Next we hit the bright lights of the coast’s only big city, where, unbelievably, the sun only shines on our departure a day later. Compared to dreamy De Haan, Ostend is a very real, authentic town, its seafront bombed heavily in World War II, then rebuilt in all manner of styles.
The promenade curls round a typically vast sandy beach, wide enough to accommodate the imaginative hotch-potch of hired vehicles in which visitors choose to traverse its length, mostly four-wheeled variants of a push-bike (some carrying six people – talk about pedal power). We choose to walk today, passing the landmark 1953-rebuilt Casino and beach bars with names like Bondi – all Ibizan terraces and palm trees – towards King Leopold II’s former villa, now a luxury hotel, with its much-photographed marble-tiled porticoed walkway (see main pic, above).

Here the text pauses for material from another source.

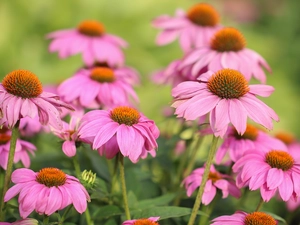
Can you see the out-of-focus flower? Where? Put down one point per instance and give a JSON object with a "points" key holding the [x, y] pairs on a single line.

It’s a Monday, and most of the restaurants we hope to try are closed, from seafront hotspot Histoires d’O to hipsterish joints like Frittur Frannky and Mommy’s Bastards. As we discover in many places, lunch service mostly stops at 2pm, which catches us out regularly. One destination joint not subscribing to such a rule is the terrace-top Panorama restaurant, six floors up in the austere old post office building, now an ad-hoc Cultural Centre. The views over Leopold Park are incredible – and just as memorable as our vegetarian plates of roasted veg, yoghurt and giant couscous. Back down in the ground floor Cultuur Cafe we gawp at the deco features.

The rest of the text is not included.